Text wrapping is a useful tool when processing textual languages in applications of natural language processing, data analysis, and even art or design work. The Python textwrap module provides convenient functions to help create a text wrapping effect.
This module also provides several related functions that can be used to normalize whitespace, remove or add indentations, prefix and suffix text, and a myriad of other uses. In addition, the textwrap
module features a TextWrapper
class that provides similar functionality with more memory-efficient consideration.
Text Wrapping in Python
The examples in this article use text from Alexander Dumas’ The Count of Monte Cristo which is now part of the public domain and freely available from Project Gutenberg in a number of formats. The following text comes from the first three paragraphs of the first chapter.
On the 24th of February, 1815, the look-out at Notre-Dame de la Garde signalled the three-master, the _Pharaon_ from Smyrna, Trieste, and Naples. As usual, a pilot put off immediately, and rounding the Château d’If, got on board the vessel between Cape Morgiou and Rion island. Immediately, and according to custom, the ramparts of Fort Saint-Jean were covered with spectators; it is always an event at Marseilles for a ship to come into port, especially when this ship, like the _Pharaon_, has been built, rigged, and laden at the old Phocee docks, and belongs to an owner of the city.
Using the following code, I quickly got an idea of the average line length of this text.
import statistics # Calculate the average line length avg_length = statistics.mean([len(x) for x in text.splitlines()]) >>> 48.083333333333336
This isn’t pertinent to anything I’m doing but will help guide values passed for width during the wrapper for a better visual demonstration. After all, the effect of wrapping a 48 character wide string of text to 50 characters wouldn’t be very visually dramatic.
Standalone Functions vs. TextWrapper Class
The Python textwrap module provides a series of methods as standalone functions or as class methods via the TextWrapper
class. The official documentation advises one to us the TextWrapper
class as such:
” If you’re just wrapping or filling one or two text strings, the convenience functions should be good enough; otherwise, you should use an instance of TextWrapper for efficiency.”
In other words, no need to hog memory if you’re just tweaking a sentence or two. We’ll take a look at each of these types of uses starting with the TextWrapper class since several of the instance attributes defined there are relevant to the standalone functions.
Stand-Alone Functions
The following functions are provided as standalone and provide useful textual utilities. Contrary to what the module’s name might imply, these functions address many common use-cases other than wrapping lines of text in python to fixed lengths. However, that’s where we’ll start!
wrap
“Returns a list of output lines, without final newlines. If the wrapped output has no content, the returned list is empty.” — TextWrapper Documentation
This function provides the most characterizing utility of the textwrap module—by wrapping text to a limited number of characters. This function accepts either a string of text or a collection of texts, a width argument and any other instance arguments available to the TextWrapper class.

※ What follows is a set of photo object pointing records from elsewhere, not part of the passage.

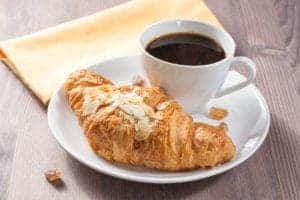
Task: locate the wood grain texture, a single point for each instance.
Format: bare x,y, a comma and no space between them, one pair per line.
267,31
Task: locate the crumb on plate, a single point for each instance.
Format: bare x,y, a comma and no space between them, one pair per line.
217,113
137,80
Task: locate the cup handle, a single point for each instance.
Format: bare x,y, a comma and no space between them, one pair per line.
249,66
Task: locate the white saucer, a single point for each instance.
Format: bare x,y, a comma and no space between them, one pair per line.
248,123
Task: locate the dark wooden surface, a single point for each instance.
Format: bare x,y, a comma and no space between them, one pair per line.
268,31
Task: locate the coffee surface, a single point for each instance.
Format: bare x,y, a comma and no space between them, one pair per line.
186,49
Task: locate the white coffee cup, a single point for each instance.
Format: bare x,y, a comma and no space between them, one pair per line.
193,86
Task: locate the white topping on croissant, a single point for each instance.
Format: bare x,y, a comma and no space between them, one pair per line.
130,103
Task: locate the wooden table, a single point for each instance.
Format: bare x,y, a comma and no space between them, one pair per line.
267,31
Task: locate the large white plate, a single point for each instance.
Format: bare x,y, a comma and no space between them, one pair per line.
248,122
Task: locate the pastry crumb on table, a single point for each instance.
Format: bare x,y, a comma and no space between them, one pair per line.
54,177
217,113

Using the sample text, the wrap function, and a width argument of 25 produces the following output:
# Wrap text to lines of 25 characters textwrap.wrap(text=sample_text, width=25) # The result is a list of 25-character long strings (last item may be shorter) >>> ['On the 24th of February,', '1815, the look-out at', 'Notre-Dame de la Garde', 'signalled the three-', 'master, the _Pharaon_', 'from Smyrna, Trieste, and', 'Naples. As usual, a', 'pilot put off', 'immediately, and rounding', 'the Château d’If, got on', 'board the vessel between', 'Cape Morgiou and Rion', 'island. Immediately, and', 'according to custom, the', 'ramparts of Fort Saint-', 'Jean were covered with', 'spectators; it is always', 'an event at Marseilles', 'for a ship to come into', 'port, especially when', 'this ship, like the', '_Pharaon_, has been', 'built, rigged, and laden', 'at the old Phocee docks,', 'and belongs to an owner', 'of the city.']
fill
“Wraps the single paragraph in text, and returns a single string containing the wrapped paragraph” — TextWrapper Documentation
After having used the wrap function, one might consider the utility of a collection of substrings. I tend to find my final use-case to be for a block of text more often than a collection of substrings.

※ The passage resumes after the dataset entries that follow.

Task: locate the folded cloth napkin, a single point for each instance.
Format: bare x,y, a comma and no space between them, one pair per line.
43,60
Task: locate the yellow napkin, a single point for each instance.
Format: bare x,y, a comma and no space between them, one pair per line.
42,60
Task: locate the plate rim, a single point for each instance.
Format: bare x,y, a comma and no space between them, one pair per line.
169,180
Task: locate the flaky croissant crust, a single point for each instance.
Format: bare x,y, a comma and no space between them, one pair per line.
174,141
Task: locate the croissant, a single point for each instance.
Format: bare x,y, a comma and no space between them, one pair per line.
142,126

In other words, I want the text wrapping to result in a single block of text of shorter average line length. I tend to use something along the line of text_block = "\n".join(lines)

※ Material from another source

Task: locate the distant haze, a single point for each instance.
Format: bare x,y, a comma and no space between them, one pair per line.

to accomplish this goal—which is exactly what the fill
function does:
# Create a wrap of 25-characters width textwrap.fill(text=text, width=25) # Resulting Text On the 24th of February, 1815, the look-out at Notre-Dame de la Garde signalled the three- master, the _Pharaon_ from Smyrna, Trieste, and Naples. As usual, a pilot put off immediately, and rounding the Château d’If, got on board the vessel between Cape Morgiou and Rion island. Immediately, and according to custom, the ramparts of Fort Saint- Jean were covered with spectators; it is always an event at Marseilles for a ship to come into port, especially when this ship, like the _Pharaon_, has been built, rigged, and laden at the old Phocee docks, and belongs to an owner of the city.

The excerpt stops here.